The air in the sub is basically at atmospheric pressure so there isn't excessive nitrogen in the blood. The US Navy used to put submariners through a 30m ascent every four years for training. They trained to exhale throughout the ascent ("ho ho ho") to prevent lung damage.
In my era it was only once, in Sub School, using Steinke hoods. My dad did it in 1960 bare-faced, with a nose clip and a Mae West, they being in the period between the Momsen lung and the Steinke. We were loaded in "nuts-to-butts" in the chamber, a smelly, round cylinder. Access clanged shut, really loud. One peanut light bulb up in the corner. All students plus one corpsman. Arms trapped at your sides when they started letting warm water in around your feet, and it rose up your torso, giving ample time to think about where you were. This was done on purpose to test for claustrophobia. Water rose steadily until it was just below my Adam's apple (I'm 6 ft. 3. One guy I know we had to hold up by his bent elbows.) Standing in the dark, immobile, with water rising in a sealed chamber will make anyone who shouldn't go subs freak out. (This was the same day we'd already been through the pressure tank and experienced nitrogen narcosis. And snow when they rapidly decompressed when one guy blew a drum.) Once the water was stable they put about two atmospheres of air on top and opened the door to the tank. I remember looking down between my legs and seeing the female safety diver floating there, a foot away out in the tank. Steinke hood goes on over the head, pressure in the vest, squat, side-step out into the tank, and up you go.

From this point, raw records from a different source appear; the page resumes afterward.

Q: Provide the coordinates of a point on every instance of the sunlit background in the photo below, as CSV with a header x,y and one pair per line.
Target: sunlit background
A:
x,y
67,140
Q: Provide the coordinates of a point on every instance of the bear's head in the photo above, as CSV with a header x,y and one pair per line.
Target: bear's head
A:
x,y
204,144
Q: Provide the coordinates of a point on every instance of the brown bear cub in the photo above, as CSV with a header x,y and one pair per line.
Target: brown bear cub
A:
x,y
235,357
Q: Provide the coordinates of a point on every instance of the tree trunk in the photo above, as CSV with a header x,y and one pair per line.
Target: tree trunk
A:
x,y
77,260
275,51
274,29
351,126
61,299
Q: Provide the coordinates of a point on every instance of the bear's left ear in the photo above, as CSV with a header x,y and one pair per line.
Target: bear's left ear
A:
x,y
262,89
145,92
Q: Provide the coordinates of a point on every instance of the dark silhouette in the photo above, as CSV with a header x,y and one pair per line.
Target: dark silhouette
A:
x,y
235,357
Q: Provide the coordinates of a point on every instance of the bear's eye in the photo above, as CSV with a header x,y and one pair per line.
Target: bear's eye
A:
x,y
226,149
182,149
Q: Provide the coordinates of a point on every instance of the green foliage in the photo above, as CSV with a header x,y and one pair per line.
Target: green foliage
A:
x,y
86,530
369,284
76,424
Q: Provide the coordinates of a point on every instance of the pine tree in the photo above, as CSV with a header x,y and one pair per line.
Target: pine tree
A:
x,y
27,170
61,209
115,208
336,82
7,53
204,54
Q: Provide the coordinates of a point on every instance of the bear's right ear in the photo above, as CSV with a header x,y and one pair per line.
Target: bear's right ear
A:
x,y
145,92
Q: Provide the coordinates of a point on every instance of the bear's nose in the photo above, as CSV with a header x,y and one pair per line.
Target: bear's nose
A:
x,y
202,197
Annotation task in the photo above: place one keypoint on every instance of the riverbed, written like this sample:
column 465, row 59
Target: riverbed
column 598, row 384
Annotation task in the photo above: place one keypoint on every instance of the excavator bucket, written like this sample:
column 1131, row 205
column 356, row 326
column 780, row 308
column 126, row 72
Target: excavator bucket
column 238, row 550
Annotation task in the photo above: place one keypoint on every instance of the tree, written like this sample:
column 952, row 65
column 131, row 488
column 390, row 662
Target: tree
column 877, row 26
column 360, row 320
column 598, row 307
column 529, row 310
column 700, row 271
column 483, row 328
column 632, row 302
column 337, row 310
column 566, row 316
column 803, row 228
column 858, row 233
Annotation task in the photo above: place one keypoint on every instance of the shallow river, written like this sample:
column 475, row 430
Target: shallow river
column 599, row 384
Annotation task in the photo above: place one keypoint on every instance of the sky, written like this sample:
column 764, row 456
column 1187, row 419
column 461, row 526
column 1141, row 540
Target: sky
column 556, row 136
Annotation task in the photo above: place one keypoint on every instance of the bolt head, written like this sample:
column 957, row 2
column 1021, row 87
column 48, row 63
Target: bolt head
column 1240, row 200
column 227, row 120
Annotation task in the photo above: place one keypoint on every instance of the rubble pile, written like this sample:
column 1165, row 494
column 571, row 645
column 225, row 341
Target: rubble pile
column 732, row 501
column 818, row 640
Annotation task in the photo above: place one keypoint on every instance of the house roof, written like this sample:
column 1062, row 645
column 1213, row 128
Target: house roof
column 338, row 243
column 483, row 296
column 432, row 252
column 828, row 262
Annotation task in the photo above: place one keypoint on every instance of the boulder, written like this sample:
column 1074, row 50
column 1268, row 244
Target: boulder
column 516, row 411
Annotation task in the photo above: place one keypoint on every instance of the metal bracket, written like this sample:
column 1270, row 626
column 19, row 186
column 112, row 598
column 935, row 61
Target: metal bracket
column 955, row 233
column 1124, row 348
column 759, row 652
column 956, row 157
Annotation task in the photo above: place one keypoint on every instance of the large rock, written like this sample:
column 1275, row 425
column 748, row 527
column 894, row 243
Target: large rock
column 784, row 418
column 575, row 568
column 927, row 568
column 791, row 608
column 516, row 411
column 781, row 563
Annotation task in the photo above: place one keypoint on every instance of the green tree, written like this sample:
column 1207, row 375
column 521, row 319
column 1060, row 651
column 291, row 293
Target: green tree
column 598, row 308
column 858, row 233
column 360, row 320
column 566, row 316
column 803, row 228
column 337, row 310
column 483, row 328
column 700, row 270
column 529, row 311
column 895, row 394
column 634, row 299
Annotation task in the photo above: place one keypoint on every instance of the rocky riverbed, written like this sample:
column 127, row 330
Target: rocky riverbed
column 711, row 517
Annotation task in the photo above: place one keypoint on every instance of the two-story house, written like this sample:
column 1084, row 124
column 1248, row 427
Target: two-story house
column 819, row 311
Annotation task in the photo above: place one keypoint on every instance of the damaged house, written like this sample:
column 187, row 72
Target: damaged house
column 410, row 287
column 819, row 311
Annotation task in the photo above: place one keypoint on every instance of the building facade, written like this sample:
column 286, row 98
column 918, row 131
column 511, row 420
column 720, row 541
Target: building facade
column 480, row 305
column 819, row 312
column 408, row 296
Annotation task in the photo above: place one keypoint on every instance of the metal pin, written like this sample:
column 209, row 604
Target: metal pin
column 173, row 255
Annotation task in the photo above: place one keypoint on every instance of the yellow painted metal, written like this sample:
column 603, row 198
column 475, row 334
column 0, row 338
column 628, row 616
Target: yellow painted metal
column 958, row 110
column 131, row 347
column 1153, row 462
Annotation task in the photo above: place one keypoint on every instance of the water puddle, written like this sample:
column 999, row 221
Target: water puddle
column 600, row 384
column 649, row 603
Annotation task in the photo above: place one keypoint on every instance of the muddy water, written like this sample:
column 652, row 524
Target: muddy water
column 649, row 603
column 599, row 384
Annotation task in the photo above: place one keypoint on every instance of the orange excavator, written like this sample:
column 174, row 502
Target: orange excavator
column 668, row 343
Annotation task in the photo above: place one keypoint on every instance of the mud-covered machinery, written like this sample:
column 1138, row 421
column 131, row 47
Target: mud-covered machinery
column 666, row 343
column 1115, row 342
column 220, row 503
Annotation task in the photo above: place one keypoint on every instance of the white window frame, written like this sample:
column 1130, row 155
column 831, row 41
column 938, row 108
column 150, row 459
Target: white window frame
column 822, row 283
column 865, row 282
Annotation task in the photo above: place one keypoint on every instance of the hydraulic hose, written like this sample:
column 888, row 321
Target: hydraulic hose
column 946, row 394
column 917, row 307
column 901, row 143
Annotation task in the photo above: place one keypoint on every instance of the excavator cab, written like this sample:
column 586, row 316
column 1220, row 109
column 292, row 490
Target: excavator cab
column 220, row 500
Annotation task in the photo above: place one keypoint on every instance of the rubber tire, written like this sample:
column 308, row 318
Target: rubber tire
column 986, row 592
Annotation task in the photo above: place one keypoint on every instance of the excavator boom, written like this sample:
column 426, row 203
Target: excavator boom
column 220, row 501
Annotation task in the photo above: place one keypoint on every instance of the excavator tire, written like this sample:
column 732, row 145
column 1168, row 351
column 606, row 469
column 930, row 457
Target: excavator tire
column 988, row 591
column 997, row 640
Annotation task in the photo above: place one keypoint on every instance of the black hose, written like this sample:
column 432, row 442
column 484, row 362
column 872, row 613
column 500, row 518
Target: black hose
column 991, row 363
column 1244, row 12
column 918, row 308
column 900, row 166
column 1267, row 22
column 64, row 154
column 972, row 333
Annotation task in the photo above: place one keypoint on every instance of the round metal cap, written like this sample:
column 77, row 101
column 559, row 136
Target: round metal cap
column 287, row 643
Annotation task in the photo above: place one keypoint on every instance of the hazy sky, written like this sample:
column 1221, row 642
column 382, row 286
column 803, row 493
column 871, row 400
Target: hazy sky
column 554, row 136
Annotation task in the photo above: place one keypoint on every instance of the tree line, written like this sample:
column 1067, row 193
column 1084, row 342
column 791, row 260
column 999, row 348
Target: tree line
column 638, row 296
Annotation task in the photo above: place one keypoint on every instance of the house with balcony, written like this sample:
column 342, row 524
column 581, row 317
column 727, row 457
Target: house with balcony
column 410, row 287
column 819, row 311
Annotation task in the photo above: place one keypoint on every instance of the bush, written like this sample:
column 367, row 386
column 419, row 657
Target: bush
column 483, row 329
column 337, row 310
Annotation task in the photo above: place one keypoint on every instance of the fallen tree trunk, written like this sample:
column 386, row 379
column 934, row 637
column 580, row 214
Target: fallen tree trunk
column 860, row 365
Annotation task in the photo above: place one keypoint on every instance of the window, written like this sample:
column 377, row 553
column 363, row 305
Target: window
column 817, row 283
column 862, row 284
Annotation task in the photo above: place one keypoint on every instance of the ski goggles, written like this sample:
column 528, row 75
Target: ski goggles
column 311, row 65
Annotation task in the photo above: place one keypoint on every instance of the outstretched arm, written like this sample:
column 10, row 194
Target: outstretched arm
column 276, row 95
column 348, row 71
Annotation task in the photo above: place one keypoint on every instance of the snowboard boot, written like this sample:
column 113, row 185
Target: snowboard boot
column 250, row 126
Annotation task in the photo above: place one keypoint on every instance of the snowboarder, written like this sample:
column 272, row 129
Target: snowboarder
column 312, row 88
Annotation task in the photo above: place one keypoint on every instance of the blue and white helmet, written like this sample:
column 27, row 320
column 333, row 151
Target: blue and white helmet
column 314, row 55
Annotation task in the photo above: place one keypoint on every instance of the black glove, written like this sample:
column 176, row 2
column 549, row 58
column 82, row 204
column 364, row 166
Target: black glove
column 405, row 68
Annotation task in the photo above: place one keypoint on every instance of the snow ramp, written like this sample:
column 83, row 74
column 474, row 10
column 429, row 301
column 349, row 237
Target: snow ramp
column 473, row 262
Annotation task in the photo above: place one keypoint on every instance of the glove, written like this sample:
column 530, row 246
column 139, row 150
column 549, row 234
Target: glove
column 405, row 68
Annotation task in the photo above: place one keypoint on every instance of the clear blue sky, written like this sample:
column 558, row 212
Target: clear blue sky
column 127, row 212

We were trained to YELL "Ho ho ho" all the way up. It wasn't a choice. That air wanted out and it just kept coming and coming and coming . . . If the divers didn't hear "Ho" they grabbed the student by whatever they could reach and shoved them into a half-sphere plexiglass hood mounted on the tank wall every few yards to calm down. That didn't happen with my group, but one guy did refuse to exit the chamber. That female diver reached in and grabbed him by the jewels and hauled him out into the tank. He came to the surface while I was waiting to get on the exit stairs, sputtering and cursing a blue streak. I guess it was close enough to "Ho-ho" to get the job done.